A brand new examine by researchers on the Indian Institute of Science (IISc.) has supplied an alternate to pricking a needle into the pores and skin to detect blood glucose degree in folks affected by diabetes.
According to IISc, “Blood glucose is usually measured using invasive methods involving pricking a small needle in the skin. But people suffering from diabetes have to test their glucose levels many times in a day. This repeated use of needles is inconvenient, and can increase the risk of potential infections.”
Researchers within the Department of Instrumentation and Applied Physics (IAP) have supplied an alternate answer through a way referred to as photoacoustic sensing.
In this system, when a laser beam is shone on organic tissue, the tissue elements soak up the sunshine and the tissue heats up barely (lower than 1°C).
This causes the tissue to develop and contract, creating vibrations, which will be picked up as ultrasonic sound waves by delicate detectors.
Different supplies and molecules contained in the tissue soak up totally different quantities of the incident mild at totally different wavelengths, creating particular person ‘fingerprints’ within the emitted sound waves.
Importantly, this process doesn’t injury the tissue pattern being studied.
In the present examine, the crew exploited this method to measure the focus of a single molecule, specifically glucose. They used polarised mild – a light-weight wave that oscillates solely in a particular course. Sunglasses, for instance, scale back glare by blocking out mild waves that oscillate in sure instructions.
Glucose is a chiral molecule, which signifies that it has an inherent structural asymmetry that causes polarised mild to rotate its orientation of oscillation when it interacts with the molecule.
The crew discovered that the depth of the emitted sound waves modified when the orientation of the polarised mild interacting with glucose within the answer was modified.
“We don’t actually know why the acoustic signal changes when we change the polarisation state. But we can establish a relationship between the glucose concentration and the intensity of the acoustic signal at a particular wavelength,” stated Jaya Prakash, Assistant Professor in IAP and corresponding creator of the examine printed in Science Advances.

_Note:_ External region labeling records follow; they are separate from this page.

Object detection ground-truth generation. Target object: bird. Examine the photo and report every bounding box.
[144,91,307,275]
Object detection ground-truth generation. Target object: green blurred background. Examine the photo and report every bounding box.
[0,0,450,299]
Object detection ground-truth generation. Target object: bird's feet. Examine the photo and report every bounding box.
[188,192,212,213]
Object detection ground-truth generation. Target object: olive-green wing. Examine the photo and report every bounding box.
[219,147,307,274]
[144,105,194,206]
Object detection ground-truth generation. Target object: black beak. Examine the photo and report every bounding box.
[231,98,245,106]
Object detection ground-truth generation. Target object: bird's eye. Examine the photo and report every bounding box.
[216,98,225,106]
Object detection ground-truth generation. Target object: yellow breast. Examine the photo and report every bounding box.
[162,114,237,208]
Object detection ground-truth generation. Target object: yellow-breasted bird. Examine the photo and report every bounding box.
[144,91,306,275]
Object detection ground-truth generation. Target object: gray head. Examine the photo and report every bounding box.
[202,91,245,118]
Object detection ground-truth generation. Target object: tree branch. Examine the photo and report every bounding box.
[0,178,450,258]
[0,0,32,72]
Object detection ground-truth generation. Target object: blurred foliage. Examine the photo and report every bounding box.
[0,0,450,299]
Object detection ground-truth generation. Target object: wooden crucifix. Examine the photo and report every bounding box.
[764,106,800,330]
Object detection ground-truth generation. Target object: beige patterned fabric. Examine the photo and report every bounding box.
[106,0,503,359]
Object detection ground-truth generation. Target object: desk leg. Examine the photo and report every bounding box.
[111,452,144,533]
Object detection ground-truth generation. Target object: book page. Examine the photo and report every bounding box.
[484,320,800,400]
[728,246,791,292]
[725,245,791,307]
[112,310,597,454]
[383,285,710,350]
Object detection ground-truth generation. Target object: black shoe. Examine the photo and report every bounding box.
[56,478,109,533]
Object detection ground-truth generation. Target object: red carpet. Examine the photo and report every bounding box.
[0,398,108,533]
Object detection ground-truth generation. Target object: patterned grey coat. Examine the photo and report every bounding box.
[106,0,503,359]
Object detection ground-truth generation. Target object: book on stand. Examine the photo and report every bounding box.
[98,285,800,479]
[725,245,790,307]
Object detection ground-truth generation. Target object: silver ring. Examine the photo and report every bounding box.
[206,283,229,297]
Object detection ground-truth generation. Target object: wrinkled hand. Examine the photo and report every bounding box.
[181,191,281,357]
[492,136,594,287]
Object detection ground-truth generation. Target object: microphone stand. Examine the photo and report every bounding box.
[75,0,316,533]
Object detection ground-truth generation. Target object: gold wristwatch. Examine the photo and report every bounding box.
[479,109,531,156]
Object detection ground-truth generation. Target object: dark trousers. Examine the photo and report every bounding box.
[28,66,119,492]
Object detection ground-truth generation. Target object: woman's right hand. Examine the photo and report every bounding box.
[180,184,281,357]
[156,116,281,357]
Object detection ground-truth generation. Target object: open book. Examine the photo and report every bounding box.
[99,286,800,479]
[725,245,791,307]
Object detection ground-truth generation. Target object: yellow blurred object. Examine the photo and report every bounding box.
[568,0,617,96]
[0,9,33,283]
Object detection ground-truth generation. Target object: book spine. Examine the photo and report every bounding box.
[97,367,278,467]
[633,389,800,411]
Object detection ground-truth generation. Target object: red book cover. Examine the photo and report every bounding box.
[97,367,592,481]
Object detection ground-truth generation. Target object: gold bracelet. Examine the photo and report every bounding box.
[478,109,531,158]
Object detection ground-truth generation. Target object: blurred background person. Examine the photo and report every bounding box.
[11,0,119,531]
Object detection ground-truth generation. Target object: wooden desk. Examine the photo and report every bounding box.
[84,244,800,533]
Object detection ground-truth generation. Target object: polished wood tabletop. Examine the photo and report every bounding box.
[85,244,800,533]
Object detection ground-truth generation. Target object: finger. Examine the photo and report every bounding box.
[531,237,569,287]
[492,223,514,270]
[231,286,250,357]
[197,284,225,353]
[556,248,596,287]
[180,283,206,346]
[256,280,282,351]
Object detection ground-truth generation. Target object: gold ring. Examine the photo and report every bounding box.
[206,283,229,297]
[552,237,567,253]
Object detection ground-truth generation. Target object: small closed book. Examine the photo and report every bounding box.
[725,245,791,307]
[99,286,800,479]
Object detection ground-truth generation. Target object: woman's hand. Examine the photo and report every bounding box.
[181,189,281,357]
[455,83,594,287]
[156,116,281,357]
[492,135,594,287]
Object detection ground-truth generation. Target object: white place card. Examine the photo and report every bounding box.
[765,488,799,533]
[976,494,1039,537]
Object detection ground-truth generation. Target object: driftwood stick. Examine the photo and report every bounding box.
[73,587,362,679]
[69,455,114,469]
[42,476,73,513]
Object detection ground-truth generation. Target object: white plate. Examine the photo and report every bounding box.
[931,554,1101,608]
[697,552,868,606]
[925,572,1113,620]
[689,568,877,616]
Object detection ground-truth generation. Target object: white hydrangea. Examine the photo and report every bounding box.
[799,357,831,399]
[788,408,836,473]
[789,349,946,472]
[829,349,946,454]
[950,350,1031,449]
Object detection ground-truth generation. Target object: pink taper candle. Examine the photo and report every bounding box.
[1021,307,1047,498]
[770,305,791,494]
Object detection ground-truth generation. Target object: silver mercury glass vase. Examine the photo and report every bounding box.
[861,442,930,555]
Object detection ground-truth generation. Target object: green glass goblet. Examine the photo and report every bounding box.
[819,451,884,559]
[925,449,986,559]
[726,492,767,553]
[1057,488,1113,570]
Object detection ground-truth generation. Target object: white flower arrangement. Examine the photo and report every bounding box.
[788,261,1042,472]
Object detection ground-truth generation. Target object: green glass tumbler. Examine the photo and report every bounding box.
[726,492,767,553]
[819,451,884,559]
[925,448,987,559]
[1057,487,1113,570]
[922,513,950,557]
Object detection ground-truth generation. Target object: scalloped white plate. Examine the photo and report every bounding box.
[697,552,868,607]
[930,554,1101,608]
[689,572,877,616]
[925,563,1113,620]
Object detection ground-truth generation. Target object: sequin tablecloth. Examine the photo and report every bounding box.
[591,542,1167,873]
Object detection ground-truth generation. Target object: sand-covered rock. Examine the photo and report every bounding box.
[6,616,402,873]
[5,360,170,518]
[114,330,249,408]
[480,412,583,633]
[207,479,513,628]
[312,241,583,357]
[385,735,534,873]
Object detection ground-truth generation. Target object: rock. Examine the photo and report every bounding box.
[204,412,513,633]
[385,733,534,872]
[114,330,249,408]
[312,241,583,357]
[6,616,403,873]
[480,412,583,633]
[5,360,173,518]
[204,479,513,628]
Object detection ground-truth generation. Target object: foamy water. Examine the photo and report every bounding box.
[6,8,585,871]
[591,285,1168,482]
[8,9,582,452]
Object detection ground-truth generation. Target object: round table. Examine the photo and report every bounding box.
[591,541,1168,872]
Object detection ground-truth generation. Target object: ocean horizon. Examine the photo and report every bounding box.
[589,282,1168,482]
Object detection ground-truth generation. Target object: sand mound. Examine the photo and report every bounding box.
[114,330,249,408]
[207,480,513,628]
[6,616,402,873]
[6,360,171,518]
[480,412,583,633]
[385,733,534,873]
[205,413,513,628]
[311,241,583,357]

Glucose rotates the polarised mild and the rotation will increase with focus, which is mirrored within the acoustic sign depth. Therefore, measuring the energy of the acoustic sign allowed the researchers to work backwards and estimate the focus of glucose.
The researchers had been ready to estimate glucose focus in water and serum options in addition to slices of animal tissue with close to scientific accuracy. They had been additionally ready to measure glucose focus at varied depths throughout the tissue precisely.
“If we know the speed of sound in this tissue, we can use the time series data to map our acoustic signals to the depth at which they are coming from,” explains Swathi Padmanabhan, PhD pupil and first creator of the paper.
Since sound waves don’t scatter a lot inside tissue, the researchers had been ready to get correct measurements at varied tissue depths.